# Reverse your braid - Give your braid a longer life.



## pipnosis (Aug 5, 2009)

My 4lb nanofil was great for a while but kept breaking when tying knots after a few months of use. I guess wear, UV etc did it. So I thought I'd reverse it to give the fresh line some action at the business end!

This method is quick easy and efficient. Took me 10 minutes today. You will need 2 x 600ml bottles and a drill.

Step 1. Get line off.
Take a 600ml drink bottle. Drill a screw into the lid. Put the lid back on the drink bottle. Fit the shaft of the screw into where the drill bits go in the drill. Now you can use the drill to take old line off the reel and onto the bottle.




























Step 3. Reversing the line.
Use the drill/bottle method again. *This time transferring the line from the first bottle onto a 2nd bottle.*
Now spool up from bottle 2 onto the reel (under tension).
Your line is now reversed.










TIPS
*A bolt and nut thru lid would hold the bottle more rigid.
*Check your drill is not on the screw setting. Drill setting is heaps faster.
*If your spool is looking a bit low, pad it out with some extra backing before respooling.


----------



## kayakone (Dec 7, 2010)

Very clever Pip, and cheap as chips. And timely.

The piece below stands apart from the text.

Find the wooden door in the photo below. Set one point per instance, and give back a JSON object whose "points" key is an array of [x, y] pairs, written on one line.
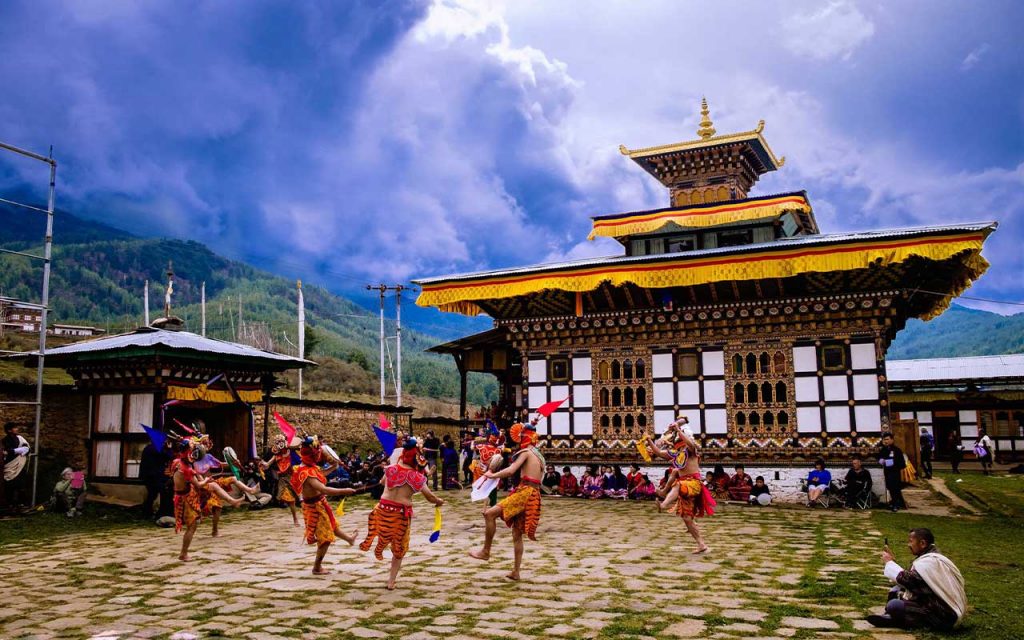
{"points": [[907, 437]]}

Yesterday I snagged a Halco HB in the Pine R. My 20 lb braid broke at 10, maybe 15 lbs, so it was degraded big time.

Thanks for that.

Trevor


----------



## scater (Nov 24, 2007)

Define a few months. There's no way any PE line should be that weakened in under a year. I've had braid still going strong after 4 years of heavy use.


----------



## pipnosis (Aug 5, 2009)

Its 4lb berkley Nanofil. Super fine. Floats in the air. Great for casting 2gm lures but, of course, prone to weakness like any 4lb line. Once reversed knots seem to hold fine. It won awards at iCast 2012 but its not everyones favourite. Plenty of criticism on the forums about it. I like it though. Seems to give me longer casts with lighter lures.

The blag from berkley -
Not a Mono. Not a Braid. The Next Generation of Fishing line. NanoFil is made out of gel-spun polyethylene, much like a superline. This ultimate spinning reel fishing line consists of hundreds of Dyneema® nanofilaments that are molecularly linked and shaped into a unified filament fishing line. Dyneema, The World's Strongest Fiber™, gives this line superline type strength and our uni-filament process makes it feel and handle like a smooth monofilament
Benefits of NanoFil
Our longest casting line! Anglers will experience exceptional casting distance and accuracy allowing them to cover more water and Catch More Fish!
Zero stretch means superb sensitivity. Now you can feel everything from the lightest pickups to the jarring strikes.
With an incredibly high strength/diameter ratio, this is the thinnest Berkley line yet meaning you can go lighter than ever before.
Zero memory virtually eliminates line tangles, which means you spend less time untangling lines and more time fishing.
NanoFil is remarkably strong at the thinnest diameters!


----------



## scater (Nov 24, 2007)

Uh huh, yep, yep but I wasn't asking for the sales pitch, I was asking how long it took to get weaker. How long is " a few months"?


----------



## pipnosis (Aug 5, 2009)

Put it on at xmas. Probably fished 6 hrs a week since then.


----------



## scater (Nov 24, 2007)

In that case, line weakening in that time is absolutely unacceptable. I'd either be after a refund or switching products.


----------



## Barrabundy (Sep 29, 2008)

I love the simplicity and cost, do your job and then throw everything in the bin because the bits are so readily available.

Deserves a design award or some bacon.


----------



## pipnosis (Aug 5, 2009)

Throw in the bin !??? Old line goes in the "might use one day" box. ;-)

You know, with the bargain bin lures, old alveys, big swivels, shark hooks, rusty yabby pump . . .


----------



## Barrabundy (Sep 29, 2008)

pipnosis said:


> Throw in the bin !??? Old line goes in the "might use one day" box. ;-)
> 
> You know, with the bargain bin lures, old alveys, big swivels, shark hooks, rusty yabby pump . . .


No, I meant the plastic bottles, rather than store them as tools and have clutter, just toss them when you've reversed your line.


----------



## viperdevil (Dec 4, 2011)

Thanks mate. Thats fantastic idea.


----------



## rino88 (Sep 10, 2011)

That's a good idea to reverse the line :mrgreen:

I also run NanoFil on one of my reels and I love it, use it mainly for lighter lures and soft plastics. It has been on my reel for the past 4 months and it hasn't degraded at all. The only thing is that being white and me fishing is murky waters, it is now brown. If I get another 4 - 6 months use out of it I will be happy.

I'm running some cheaper braid (Pelagic) on another reel, it was originally black (about 2 months ago) and it is now a white/gray colour. Paid $25 for 500 metres so I'm not too worried, it has been performing really well but I find it frays so easily around rocky rough structure.

Will be trying out PowerPro line next... ;-)


----------